In this multipart series on the Spanish flu pandemic, we take a closer look at the impact the influenza outbreak had on former Combermere resident, Fr. Eddie Doherty. Doherty was the husband of Catherine Doherty and co-founder of Madonna House. Eddie moved to Combermere with Catherine in 1947 intending to live a quiet life in retirement. Instead, the couple attracted thousands of people to their way of life, either as guests or as permanent members of the Madonna House community. It is entirely possible that were it not for the outbreak of the flu in one Chicago neighbourhood, Eddie might not have met Catherine, and they might not have established the community which has come to be an essential part of life in the Madawaska Valley.

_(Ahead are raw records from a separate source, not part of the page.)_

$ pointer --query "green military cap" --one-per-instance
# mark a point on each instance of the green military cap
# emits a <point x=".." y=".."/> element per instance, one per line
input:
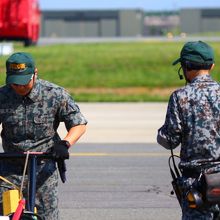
<point x="196" y="52"/>
<point x="19" y="68"/>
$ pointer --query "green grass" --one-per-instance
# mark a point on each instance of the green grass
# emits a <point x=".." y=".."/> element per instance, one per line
<point x="109" y="65"/>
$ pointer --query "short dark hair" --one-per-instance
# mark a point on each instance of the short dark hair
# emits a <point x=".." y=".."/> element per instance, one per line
<point x="195" y="66"/>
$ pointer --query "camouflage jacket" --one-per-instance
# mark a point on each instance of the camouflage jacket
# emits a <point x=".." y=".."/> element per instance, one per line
<point x="31" y="122"/>
<point x="193" y="120"/>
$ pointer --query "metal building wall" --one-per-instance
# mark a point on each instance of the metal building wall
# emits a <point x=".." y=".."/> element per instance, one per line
<point x="190" y="20"/>
<point x="131" y="23"/>
<point x="199" y="20"/>
<point x="92" y="23"/>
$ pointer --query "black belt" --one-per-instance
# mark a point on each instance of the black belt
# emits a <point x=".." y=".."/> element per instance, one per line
<point x="189" y="172"/>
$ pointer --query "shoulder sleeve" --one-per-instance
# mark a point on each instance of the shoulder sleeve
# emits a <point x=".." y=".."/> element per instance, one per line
<point x="69" y="111"/>
<point x="169" y="135"/>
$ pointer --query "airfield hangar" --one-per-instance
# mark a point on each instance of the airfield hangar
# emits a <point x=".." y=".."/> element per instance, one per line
<point x="199" y="20"/>
<point x="92" y="23"/>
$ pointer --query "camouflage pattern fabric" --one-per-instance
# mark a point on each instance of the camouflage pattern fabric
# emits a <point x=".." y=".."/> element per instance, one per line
<point x="193" y="121"/>
<point x="46" y="187"/>
<point x="30" y="124"/>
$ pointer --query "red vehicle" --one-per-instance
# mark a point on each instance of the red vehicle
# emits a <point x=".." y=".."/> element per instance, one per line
<point x="20" y="21"/>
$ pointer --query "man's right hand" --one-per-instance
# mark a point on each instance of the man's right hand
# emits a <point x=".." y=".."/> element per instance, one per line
<point x="60" y="150"/>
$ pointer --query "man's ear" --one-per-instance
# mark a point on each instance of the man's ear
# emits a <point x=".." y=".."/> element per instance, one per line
<point x="212" y="67"/>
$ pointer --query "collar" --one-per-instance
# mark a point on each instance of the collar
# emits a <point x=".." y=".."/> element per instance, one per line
<point x="35" y="94"/>
<point x="202" y="78"/>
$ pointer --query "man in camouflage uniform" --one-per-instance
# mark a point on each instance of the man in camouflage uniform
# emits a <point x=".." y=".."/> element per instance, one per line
<point x="193" y="117"/>
<point x="30" y="112"/>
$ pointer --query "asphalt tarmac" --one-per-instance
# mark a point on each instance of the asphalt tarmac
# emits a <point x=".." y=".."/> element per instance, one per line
<point x="117" y="171"/>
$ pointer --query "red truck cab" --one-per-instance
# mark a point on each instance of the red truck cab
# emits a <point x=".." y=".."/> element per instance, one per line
<point x="20" y="21"/>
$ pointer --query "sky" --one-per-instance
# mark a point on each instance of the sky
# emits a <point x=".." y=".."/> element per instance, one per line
<point x="147" y="5"/>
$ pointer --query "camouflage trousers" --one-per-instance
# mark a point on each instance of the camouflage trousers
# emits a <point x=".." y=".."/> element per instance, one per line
<point x="46" y="187"/>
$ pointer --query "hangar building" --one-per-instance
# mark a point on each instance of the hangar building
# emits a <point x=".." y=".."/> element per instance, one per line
<point x="92" y="23"/>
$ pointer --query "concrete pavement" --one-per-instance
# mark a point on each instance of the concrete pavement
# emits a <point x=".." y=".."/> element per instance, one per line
<point x="121" y="122"/>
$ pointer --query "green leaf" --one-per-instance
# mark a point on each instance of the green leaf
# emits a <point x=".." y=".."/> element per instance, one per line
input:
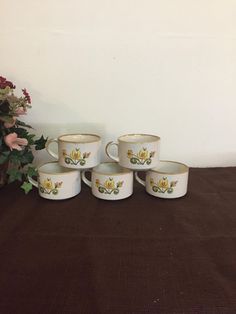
<point x="26" y="186"/>
<point x="7" y="118"/>
<point x="4" y="157"/>
<point x="14" y="174"/>
<point x="32" y="171"/>
<point x="27" y="158"/>
<point x="40" y="143"/>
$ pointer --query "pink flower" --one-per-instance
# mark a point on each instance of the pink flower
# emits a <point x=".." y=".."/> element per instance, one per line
<point x="10" y="124"/>
<point x="27" y="96"/>
<point x="14" y="142"/>
<point x="20" y="111"/>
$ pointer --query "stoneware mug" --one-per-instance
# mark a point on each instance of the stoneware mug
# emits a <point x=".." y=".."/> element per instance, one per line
<point x="136" y="151"/>
<point x="56" y="182"/>
<point x="77" y="151"/>
<point x="168" y="180"/>
<point x="109" y="181"/>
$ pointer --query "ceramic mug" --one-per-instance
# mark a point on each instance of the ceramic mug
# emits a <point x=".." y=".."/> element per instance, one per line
<point x="77" y="151"/>
<point x="109" y="181"/>
<point x="136" y="151"/>
<point x="56" y="182"/>
<point x="168" y="180"/>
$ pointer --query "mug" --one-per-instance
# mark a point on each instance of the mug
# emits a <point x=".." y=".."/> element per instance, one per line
<point x="56" y="182"/>
<point x="109" y="181"/>
<point x="136" y="151"/>
<point x="168" y="180"/>
<point x="77" y="150"/>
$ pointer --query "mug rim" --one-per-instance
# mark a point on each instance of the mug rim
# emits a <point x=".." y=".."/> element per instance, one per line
<point x="186" y="170"/>
<point x="55" y="173"/>
<point x="126" y="170"/>
<point x="79" y="142"/>
<point x="157" y="138"/>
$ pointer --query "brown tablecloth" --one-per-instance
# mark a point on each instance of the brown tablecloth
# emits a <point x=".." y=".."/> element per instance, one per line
<point x="139" y="255"/>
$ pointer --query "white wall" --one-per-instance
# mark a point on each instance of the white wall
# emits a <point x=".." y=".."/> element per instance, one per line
<point x="166" y="67"/>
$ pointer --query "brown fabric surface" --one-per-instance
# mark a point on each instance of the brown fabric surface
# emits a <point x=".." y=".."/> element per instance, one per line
<point x="139" y="255"/>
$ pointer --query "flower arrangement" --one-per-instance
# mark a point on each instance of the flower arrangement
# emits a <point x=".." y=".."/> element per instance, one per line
<point x="16" y="142"/>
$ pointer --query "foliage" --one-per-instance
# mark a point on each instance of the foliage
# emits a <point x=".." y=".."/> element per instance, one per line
<point x="16" y="139"/>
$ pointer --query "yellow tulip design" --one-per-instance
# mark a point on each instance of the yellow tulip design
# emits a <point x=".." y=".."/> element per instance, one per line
<point x="75" y="154"/>
<point x="143" y="154"/>
<point x="109" y="184"/>
<point x="163" y="183"/>
<point x="142" y="157"/>
<point x="47" y="184"/>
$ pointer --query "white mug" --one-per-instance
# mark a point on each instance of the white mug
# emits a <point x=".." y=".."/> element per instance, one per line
<point x="136" y="151"/>
<point x="168" y="180"/>
<point x="78" y="151"/>
<point x="57" y="183"/>
<point x="109" y="181"/>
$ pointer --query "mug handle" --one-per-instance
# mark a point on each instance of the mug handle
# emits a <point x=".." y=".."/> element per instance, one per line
<point x="86" y="181"/>
<point x="142" y="182"/>
<point x="33" y="182"/>
<point x="109" y="154"/>
<point x="49" y="150"/>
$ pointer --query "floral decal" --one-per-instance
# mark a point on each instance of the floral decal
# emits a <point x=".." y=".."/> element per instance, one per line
<point x="163" y="185"/>
<point x="49" y="187"/>
<point x="109" y="186"/>
<point x="75" y="157"/>
<point x="141" y="158"/>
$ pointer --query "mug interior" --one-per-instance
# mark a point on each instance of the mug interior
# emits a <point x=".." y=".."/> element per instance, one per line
<point x="110" y="168"/>
<point x="170" y="167"/>
<point x="138" y="138"/>
<point x="79" y="138"/>
<point x="53" y="168"/>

In the early part of the twentieth century, Eddie was a promising young newspaper reporter from a large Irish Catholic family living in Chicago.
Doherty wrote: “Chicago, in those days, was called the wickedest city in the world, the modern Babylon, the toughest town that civilization ever built. But it wasn’t tough to me. Nor was it wicked. It was the greatest city in the world, the friendliest and the most alluring.”